If the KKT matrix is singular, $x,z$ are not both zero, and we have
$$
\begin{bmatrix}
H & A^T\\
A & 0
\end{bmatrix}
\begin{bmatrix}
x\\
z
\end{bmatrix} = 0$$

This leads to $Hx + A^Tz = 0$, and $Ax = 0$. 
from the first equation, we have 
$$
x^THx + x^TA^Tz = 0.
$$
plug in the second equation.
we have $x^THx = 0$, this contradicts second condition unless $x= 0$.

## (b)
From previous question, we have $H + A^TA$ is positive definate matrix.

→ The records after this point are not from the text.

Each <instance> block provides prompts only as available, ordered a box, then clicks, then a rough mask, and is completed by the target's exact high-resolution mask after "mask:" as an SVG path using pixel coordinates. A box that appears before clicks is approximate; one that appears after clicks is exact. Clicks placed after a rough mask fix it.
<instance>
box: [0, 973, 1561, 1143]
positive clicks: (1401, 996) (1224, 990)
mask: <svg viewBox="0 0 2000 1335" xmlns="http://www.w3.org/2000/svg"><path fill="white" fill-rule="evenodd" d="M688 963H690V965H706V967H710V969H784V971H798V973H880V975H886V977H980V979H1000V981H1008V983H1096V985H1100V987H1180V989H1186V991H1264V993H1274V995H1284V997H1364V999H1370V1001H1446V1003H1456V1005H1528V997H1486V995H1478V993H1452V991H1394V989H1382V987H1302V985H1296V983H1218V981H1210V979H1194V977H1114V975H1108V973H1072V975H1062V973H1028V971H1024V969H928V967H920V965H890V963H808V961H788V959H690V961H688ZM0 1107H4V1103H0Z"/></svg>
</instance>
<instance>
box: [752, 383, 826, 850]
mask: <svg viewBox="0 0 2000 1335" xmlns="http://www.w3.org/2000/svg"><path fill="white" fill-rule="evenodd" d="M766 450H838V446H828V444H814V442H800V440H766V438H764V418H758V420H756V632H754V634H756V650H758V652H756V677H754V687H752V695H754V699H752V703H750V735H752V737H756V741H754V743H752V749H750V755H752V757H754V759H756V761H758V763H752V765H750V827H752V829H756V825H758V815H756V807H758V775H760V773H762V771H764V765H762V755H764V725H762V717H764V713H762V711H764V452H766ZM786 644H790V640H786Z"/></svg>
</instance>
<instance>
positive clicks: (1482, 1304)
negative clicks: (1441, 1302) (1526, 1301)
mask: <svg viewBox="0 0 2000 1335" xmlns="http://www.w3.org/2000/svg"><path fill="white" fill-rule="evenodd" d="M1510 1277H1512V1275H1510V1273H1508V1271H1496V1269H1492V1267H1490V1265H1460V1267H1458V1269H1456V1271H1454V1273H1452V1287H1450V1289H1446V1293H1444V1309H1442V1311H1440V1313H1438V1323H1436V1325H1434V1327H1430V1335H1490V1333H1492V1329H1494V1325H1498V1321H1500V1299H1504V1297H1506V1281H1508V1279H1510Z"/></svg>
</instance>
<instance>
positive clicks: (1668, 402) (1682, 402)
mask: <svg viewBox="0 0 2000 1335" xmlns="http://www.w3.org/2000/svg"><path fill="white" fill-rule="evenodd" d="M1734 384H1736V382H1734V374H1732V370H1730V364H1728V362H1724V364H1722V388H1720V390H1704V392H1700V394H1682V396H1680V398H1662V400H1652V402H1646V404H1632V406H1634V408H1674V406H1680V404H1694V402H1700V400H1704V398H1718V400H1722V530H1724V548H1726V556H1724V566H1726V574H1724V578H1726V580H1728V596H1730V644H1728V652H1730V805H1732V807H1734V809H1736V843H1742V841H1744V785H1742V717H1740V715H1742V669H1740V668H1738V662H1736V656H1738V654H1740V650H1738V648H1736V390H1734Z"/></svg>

Then we must hvae $R \in \mathbb R^{n\times n}$, s.t.
$$
R^T(H + A^TA)R = I
$$
Apply SVD to $AR$, $AR = U\Sigma V_1^T$, where $\Sigma = diag(\sigma_1,\cdots, \sigma_p)$. Denote $V_2 \in \mathbb R^{n\times(n-p)}$, s.t.
$$
V = \left[V_1\quad V_2\right]
$$
$V_2$ is orthogonal, and let 
$$
S = \left[\Sigma\quad 0\right] \in \mathbb R^{p\times n}
$$
We have $AR = USV^T$, then 
$$
V^TR^T(H + A^TA)RV = V^TR^THRV + S^TS = I
$$
Becasue $V^TR^THRV = I - S^TS$ is diagonal matrix, then denote it as $D$
$$
D = V^TR^THRV = diag(1-\sigma_1^2, \cdots, 1-\sigma_p^2, 1, \cdots, 1)
$$
Apply the transform to KKT matrix, we have

$$
\begin{bmatrix}
V^TR^T & 0\\
0 & U
\end{bmatrix}
\begin{bmatrix}
H & A^T\\
A & 0
\end{bmatrix}
\begin{bmatrix}
RV & 0\\
0 & U
\end{bmatrix}
=
\begin{bmatrix}
D & S^T\\
S & 0
\end{bmatrix}
$$
Apply the permutation to hte matrix on the right gives a block diaonal matrix with n diagonal blocks.
$$
\begin{bmatrix}
\lambda_i & \sigma_i\\
\sigma_i & 0
\end{bmatrix}
$$
where $i = 1,2,\cdots, p$, 

and $\lambda_i = 1$ for $i = p +1, \cdots, n$

This matrix have eiggenvalues of $\frac{\lambda_i \pm \sqrt{\lambda_i^2 + 4\sigma_i^2}}{2}$, i.e. one eigen value is positive, another is negative. 

In total, there are n positive evalues and p negative evalues.